Causes the action to not decrypt files matching the masks specified. Filenames or wildcard masks may be used. Multiple entries may be specified by separating them with a pipe symbol (|), for example, *.txt|*.bak.

 

Regular Expression

Yes/No, Optional default - NO
MARKUP: RE="YES"

If set to YES, specifies that a regular expression is used in the Exclude Mask field.

 

Only if Newer Than

Date, Optional default - (none)
MARKUP: ISNEWERTHAN="%DateSerial(2007,10,12) + TimeSerial(00,00,00)%"

 

Causes the action to only decrypt files if the source is newer than the date/time specified. If this parameter is left blank or not included, the date of the files will be ignored.

 

Only if Older Than

date, Optional default - (none)
MARKUP: ISOLDERTHAN="%DateSerial(2007,10,12) + TimeSerial(00,00,00)%"

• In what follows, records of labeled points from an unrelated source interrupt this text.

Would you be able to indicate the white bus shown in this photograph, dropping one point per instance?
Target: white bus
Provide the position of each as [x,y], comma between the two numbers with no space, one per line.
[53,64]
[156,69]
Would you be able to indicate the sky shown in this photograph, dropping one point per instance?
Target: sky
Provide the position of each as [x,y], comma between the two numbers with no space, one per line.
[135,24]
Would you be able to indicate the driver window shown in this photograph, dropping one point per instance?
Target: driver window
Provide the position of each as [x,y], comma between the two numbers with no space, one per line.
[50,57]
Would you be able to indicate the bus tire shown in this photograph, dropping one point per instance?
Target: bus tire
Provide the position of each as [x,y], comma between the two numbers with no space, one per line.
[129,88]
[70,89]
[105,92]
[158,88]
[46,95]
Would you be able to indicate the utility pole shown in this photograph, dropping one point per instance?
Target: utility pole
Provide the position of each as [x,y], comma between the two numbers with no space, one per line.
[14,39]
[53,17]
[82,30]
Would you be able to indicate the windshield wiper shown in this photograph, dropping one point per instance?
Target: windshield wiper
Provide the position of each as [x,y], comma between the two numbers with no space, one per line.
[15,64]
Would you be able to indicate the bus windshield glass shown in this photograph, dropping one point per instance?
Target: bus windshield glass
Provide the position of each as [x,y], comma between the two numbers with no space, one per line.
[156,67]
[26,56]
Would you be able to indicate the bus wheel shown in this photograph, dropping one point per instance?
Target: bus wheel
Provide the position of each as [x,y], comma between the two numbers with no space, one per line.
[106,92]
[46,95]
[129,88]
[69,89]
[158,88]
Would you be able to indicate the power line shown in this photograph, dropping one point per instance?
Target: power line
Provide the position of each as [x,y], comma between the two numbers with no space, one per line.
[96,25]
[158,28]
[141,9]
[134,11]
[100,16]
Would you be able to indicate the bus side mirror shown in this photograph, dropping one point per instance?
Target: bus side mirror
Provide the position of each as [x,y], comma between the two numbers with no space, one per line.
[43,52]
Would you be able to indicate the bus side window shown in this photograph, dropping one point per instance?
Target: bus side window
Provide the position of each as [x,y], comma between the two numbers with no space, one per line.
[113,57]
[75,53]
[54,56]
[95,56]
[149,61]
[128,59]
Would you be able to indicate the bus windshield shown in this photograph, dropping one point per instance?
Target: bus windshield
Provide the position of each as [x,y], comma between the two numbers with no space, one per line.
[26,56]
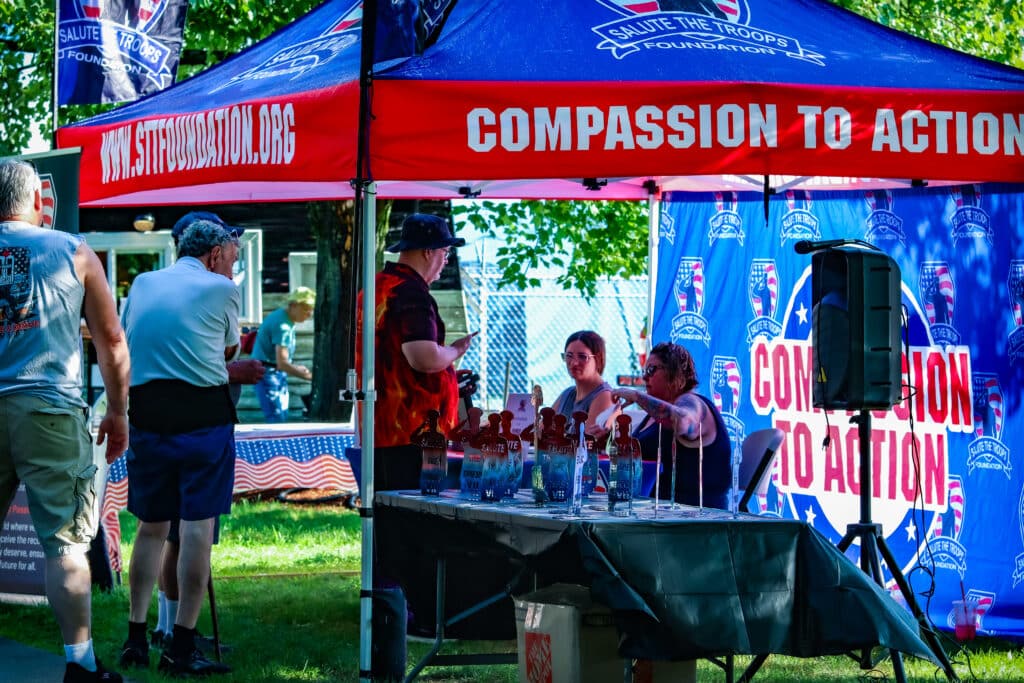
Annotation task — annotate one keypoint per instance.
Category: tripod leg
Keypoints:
(926, 629)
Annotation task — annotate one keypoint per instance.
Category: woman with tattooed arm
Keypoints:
(688, 418)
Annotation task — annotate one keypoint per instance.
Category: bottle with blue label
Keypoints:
(561, 458)
(472, 459)
(495, 451)
(516, 454)
(433, 445)
(623, 460)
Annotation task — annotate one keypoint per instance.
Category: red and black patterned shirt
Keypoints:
(406, 311)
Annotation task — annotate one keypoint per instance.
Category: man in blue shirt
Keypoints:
(274, 347)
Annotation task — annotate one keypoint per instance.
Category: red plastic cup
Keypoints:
(966, 619)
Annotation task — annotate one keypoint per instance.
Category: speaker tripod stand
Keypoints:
(872, 543)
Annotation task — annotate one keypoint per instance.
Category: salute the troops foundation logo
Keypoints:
(1015, 287)
(969, 219)
(944, 549)
(689, 325)
(49, 195)
(726, 222)
(799, 222)
(987, 452)
(937, 294)
(762, 291)
(726, 383)
(883, 224)
(693, 25)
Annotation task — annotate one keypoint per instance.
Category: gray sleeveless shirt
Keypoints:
(40, 314)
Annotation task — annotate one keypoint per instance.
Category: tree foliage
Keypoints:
(219, 28)
(586, 241)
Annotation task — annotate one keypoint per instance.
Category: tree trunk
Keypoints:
(335, 232)
(334, 317)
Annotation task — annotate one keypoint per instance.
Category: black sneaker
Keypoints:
(134, 653)
(76, 674)
(160, 640)
(194, 665)
(206, 644)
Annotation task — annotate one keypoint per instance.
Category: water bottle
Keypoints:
(515, 455)
(472, 460)
(434, 447)
(495, 457)
(579, 465)
(560, 457)
(620, 470)
(590, 468)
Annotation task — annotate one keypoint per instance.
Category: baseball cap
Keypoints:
(187, 219)
(303, 295)
(422, 230)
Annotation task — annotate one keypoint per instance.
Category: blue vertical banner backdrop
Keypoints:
(947, 482)
(117, 50)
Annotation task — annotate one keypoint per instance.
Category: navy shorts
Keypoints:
(180, 476)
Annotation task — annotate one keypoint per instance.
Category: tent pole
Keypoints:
(367, 427)
(653, 220)
(54, 91)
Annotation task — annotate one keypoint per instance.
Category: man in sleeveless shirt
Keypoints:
(182, 327)
(48, 278)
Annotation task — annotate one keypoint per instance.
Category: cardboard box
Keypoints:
(563, 637)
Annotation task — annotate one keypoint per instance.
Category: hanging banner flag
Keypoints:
(117, 50)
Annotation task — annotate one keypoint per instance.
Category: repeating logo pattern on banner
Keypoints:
(942, 460)
(300, 57)
(762, 288)
(987, 451)
(120, 30)
(689, 325)
(726, 223)
(799, 222)
(726, 389)
(1015, 288)
(882, 224)
(944, 549)
(49, 195)
(937, 293)
(969, 219)
(693, 25)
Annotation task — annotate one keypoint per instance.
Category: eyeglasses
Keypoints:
(649, 371)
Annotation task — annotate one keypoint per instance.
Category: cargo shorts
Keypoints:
(49, 449)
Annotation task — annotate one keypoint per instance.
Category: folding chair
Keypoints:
(759, 452)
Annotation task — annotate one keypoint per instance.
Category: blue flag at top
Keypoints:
(117, 50)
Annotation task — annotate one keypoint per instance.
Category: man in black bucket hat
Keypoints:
(414, 367)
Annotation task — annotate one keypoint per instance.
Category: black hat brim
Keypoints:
(407, 245)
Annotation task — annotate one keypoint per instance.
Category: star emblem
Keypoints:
(802, 313)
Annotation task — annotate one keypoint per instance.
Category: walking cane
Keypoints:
(213, 616)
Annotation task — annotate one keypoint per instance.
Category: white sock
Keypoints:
(172, 614)
(161, 610)
(82, 654)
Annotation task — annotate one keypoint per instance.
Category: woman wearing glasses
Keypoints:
(672, 401)
(584, 358)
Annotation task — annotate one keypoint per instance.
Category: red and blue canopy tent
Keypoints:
(557, 99)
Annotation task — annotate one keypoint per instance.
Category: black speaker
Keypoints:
(855, 329)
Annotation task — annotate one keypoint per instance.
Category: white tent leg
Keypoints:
(653, 224)
(367, 427)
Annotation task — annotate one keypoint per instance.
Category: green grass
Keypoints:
(288, 586)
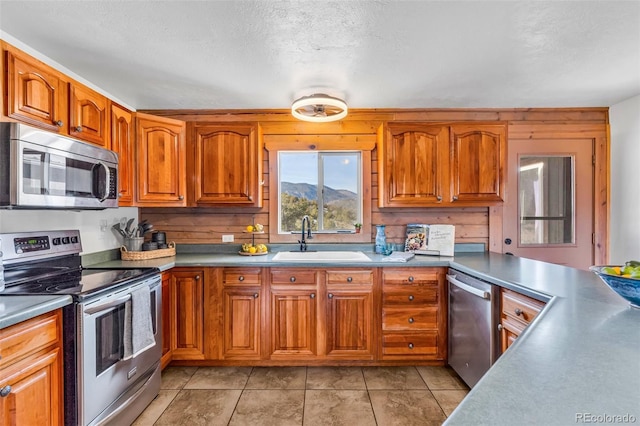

Causes the action to only decrypt files if the source is older than the date/time specified. If this parameter is left blank or not included, the date of the files will be ignored.

 

Attributes Tab

Attributes

Text, Optional (blank)
MARKUP:
ATTRFILTER="+R+A-S-H" (decrypt read-only and archive files, not System or Hidden)
ATTRFILTER="-S" (do not decrypt "System" files)

This group of settings causes the action to filter which files are decrypted based on the attribute settings of the source files.

In visual mode, a group of controls are provided to assist in the selection of this parameter. In markup mode, a single text item must be specified that contains the attributes of the files you wish to decrypt.

Available Options:

 

Key Options Tab

Public Keyring File

Text, Required
MARKUP: PUBKEYRINGPATH="c:\destinationfoldername\file.pkr"

Specifies the path and filename of the PGP, OpenPGP or GnuPG Public Keyring file. Entering a valid Public Keyring file along with a matching Secret Keyring file will populate the PGP tab with the appropriate signature information. This parameter is active only if the Type parameter located in the General tab is set to PGP Public/Private key or OpenPGP Public/Private Key.

NOTE: AWE comes equipped with the OpenPGP engine which is installed on the system during AWE installation.    

 

Secret Keyring File

Text, Required
MARKUP: SECKEYRINGPATH="c:\destinationfoldername\file.skr"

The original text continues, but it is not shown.